= American Champion Three-Year-Old Filly =

The American Champion Three-Year-Old Filly is an American Thoroughbred horse racing honor awarded annually to a female horse in Thoroughbred flat racing. It became part of the Eclipse Awards program in 1971.

The award originated in 1936 when both the Daily Racing Form (DRF) and Turf and Sports Digest (TSD) magazine began naming an annual champion. Starting in 1950, the Thoroughbred Racing Associations (TRA) began naming its own champion. The following list provides the name of the horses chosen by these organizations. There were several disagreements, with more than one champion being recognized on five occasions.
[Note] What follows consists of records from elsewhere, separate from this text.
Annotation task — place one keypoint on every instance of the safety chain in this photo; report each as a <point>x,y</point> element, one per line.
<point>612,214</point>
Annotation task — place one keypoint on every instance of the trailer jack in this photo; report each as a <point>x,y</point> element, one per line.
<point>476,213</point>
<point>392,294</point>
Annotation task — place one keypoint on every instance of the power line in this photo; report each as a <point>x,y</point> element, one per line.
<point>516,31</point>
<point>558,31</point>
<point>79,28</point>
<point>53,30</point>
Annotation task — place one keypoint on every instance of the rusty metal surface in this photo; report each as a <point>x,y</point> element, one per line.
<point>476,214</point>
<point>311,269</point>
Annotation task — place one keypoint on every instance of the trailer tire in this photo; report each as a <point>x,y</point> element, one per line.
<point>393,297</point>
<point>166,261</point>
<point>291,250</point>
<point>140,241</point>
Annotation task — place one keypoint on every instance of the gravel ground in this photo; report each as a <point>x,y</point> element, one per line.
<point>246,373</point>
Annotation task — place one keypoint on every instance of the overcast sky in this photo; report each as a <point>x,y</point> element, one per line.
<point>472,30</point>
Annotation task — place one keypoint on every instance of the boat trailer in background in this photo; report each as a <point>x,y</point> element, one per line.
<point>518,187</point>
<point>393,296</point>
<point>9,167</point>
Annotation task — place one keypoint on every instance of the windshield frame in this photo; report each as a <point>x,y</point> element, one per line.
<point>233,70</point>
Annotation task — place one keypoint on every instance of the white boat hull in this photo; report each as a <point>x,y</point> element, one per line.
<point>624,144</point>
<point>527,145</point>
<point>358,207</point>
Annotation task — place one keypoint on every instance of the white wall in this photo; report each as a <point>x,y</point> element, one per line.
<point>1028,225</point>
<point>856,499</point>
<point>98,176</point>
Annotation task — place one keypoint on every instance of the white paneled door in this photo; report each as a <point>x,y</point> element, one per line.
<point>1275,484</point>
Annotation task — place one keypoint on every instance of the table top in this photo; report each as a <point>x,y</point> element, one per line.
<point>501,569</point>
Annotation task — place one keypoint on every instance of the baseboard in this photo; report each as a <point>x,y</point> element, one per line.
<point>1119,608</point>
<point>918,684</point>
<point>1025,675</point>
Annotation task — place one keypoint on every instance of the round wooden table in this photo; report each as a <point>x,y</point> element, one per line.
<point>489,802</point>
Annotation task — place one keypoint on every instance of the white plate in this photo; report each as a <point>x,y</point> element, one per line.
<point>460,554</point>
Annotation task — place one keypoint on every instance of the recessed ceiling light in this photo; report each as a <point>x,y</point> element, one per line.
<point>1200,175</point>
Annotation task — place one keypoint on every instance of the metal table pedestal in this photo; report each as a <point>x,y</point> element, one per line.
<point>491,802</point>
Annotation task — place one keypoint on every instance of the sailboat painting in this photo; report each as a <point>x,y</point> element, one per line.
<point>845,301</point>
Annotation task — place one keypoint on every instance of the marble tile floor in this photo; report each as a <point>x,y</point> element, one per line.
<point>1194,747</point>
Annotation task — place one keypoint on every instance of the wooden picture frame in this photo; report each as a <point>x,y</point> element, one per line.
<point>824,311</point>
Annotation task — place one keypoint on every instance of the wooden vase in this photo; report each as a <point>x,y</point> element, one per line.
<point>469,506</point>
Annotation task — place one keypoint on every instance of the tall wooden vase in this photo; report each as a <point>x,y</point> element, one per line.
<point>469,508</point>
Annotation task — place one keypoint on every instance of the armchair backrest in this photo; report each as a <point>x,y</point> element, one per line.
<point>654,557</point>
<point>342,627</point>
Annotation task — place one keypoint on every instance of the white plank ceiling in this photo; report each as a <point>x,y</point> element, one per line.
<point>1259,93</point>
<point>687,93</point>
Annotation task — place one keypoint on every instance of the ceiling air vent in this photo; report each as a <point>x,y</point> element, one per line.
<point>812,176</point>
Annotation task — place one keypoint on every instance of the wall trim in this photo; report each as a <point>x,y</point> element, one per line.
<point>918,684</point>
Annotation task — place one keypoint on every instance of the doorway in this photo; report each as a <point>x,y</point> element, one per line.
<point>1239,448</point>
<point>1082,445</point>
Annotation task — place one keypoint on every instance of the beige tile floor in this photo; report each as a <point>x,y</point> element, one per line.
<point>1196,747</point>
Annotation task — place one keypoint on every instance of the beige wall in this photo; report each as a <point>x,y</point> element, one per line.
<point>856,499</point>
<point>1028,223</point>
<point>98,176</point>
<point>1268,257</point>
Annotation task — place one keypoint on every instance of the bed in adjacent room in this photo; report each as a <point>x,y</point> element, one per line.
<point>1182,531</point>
In 1949, two Calumet Farm fillies, Wistful and Two Lea, shared the Champion's title after finishing equal top of the Daily Racing Form poll.

The Daily Racing Form, the Thoroughbred Racing Associations, and the National Turf Writers Association all joined forces in 1971 to create the Eclipse Award. In 1978, the voting resulted in a tie between two fillies.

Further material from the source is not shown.